Development of a real-time artistic installation for enhancing music performances by generating evolving visuals from audio input

Nowadays, performances dominate several aspects of the music industry. It is crucial for musicians to promote and share their art with an audience. The evolution of live shows is mostly determined by the advent of new instruments and technologies that are able to expand creative and artistic possibilities. In particular, the advent of electronic and digital devices has paved the way for the introduction of new art forms inside the context of a musical performance, such as light effects or visual content. This thesis aims to visually represent a song played in a context of a live show or an artistic installation where music is involved. The proposed method works in real-time, starting from two inputs, the microphone and the instrumental, and returning a visual content that evolves coherently with the song input. The artworks’ content is guided by the lyrics, and the colour palette is set by the instrumentals. In order to achieve the final result, several Machine Learning techniques are explored and used. The proposed method involves several components that are designed to resolve tasks like Automatic Speech Recognition, Music Genre Classification and Real-Time Image Synthesis. The system works with two sub-processing methods that works in parallel. The microphone’s input is transcribed in real-time by a component based on the Whisper architecture. The instrumental is passed to a classifier based on the Discogs-EffNet, that outputs five most related genre to the audio under analysis. This genres are mapped to colour in order to create the artwork’s colour palette. The transcribed text and the colour palette are then combined inside a prompt to generate the final images in real-time through the use of a generative model trained with Adversarial Diffusion Distillation approach. In order to have correlation between frames, text embeddings are extracted and interpolated. The proposed method is evaluated by presenting different techniques for inference and optimization. The performances’ results are then compared in order to find the best solution for the application of this method in a real environment. A prototype of the system was presented to an audience and feedback are collected and discussed.

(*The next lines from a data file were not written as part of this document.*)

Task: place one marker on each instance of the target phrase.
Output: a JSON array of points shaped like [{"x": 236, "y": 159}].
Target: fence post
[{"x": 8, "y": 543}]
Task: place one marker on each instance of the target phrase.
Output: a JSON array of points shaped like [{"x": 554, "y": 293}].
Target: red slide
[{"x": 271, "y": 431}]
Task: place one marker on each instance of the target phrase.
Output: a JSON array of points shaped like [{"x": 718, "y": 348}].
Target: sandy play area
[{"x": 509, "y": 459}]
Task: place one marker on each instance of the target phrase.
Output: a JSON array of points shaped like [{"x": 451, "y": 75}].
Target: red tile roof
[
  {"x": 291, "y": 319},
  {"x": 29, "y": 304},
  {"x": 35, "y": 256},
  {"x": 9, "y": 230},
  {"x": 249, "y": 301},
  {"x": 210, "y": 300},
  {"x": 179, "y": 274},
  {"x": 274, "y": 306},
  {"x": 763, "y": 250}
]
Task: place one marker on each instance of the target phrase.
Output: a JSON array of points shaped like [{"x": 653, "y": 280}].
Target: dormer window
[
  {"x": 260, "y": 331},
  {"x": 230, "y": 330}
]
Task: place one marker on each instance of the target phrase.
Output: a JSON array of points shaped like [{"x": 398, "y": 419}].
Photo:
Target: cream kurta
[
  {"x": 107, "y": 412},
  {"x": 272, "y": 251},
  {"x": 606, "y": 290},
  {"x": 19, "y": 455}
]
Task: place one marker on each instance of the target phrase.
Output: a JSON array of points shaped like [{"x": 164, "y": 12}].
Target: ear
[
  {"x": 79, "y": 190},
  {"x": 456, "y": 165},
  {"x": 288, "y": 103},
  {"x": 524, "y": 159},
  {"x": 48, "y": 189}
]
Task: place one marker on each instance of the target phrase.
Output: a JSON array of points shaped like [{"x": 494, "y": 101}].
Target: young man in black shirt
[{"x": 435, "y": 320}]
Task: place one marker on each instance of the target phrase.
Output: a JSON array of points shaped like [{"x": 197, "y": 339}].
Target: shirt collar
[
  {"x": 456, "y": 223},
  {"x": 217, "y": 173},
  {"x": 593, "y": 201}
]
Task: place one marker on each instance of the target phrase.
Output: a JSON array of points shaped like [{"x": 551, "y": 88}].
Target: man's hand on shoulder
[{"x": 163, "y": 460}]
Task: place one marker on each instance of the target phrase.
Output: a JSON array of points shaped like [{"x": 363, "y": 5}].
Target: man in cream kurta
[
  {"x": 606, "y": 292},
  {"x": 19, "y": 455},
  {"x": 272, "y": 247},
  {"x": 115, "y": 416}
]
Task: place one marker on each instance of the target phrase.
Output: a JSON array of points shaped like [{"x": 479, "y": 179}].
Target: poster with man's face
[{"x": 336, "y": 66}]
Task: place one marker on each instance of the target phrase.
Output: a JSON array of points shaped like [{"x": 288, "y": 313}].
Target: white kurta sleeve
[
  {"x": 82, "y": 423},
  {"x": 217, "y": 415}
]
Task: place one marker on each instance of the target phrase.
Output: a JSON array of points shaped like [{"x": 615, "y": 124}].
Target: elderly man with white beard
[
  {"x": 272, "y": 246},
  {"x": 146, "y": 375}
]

Al giorno d’oggi, le live performances dominano diversi aspetti dell’industria musicale. Per i musicisti è cruciale promuovere e condividere la propria arte con un pubblico. L’evoluzione di live shows è determinata dall’avvento di nuovi strumenti musicali e tecnologie che permettono agli artisti di espandere le proprie possibilità creative. In particolare, l’introduzione di sistemi digitali ha aperto la strada all’utilizzo di nuove forme d’arte all’interno di performance musicali, come effetti di luce o video content. Questo lavoro di tesi ha lo scopo di rappresentare visivamente una canzone performata in un concerto dal vivo o di un’installazione artistica nella quale è presente una performance musicale. Il metodo proposto opera in real-time, partendo da due input, il microfono e la strumentale, e restituendo un contenuto visual che evolve basandosi sulla canzone performata. Il contenuto dell’artwork è guidato dal testo cantato, la palette colori è determinata dalla strumentale. Il risultato è raggiunto attraverso l’utilizzo di diverse tecniche di Machine Learning. Il metodo proposto è composto da una serie di componenti progettati per assolvere diversi compiti come Automatic Speech Recognition, Music Genre Classification e Real-Time Image Synthesis. Il sistema è composto da due sotto processi che lavorano in parallelo. L’input del microfono è trascritto in real-time da un componente basato sull’ architettura del modello Whisper. L’audio della strumentale è dato in input ad un classifcatore basato su Discogs-EffNet, il quale restituisce i 5 generi più associabili all’audio sotto analisi. Successivamente, ogni genere è mappato ad un colore, per ottenere una palette. Il testo trascritto e la colour palette sono concatenati all’interno di un prompt, per la generazione delle immagini in real-time, con modelli allenati attraverso Adversarial Diffusion Distillation. Per ottenere correlazioni tra le immagini, il testo è codificato e i risultanti embeddings sono interpolati. La valutazione del metodo proposto è stata fatta presentando e confrontando diverse tecniche d’inferenza e di ottimizzazione, per arrivare alla miglior soluzione possibile. Infine, un prototipo del sistema è stato presentato ad un pubblico e i risultati dei feedback sono discussi.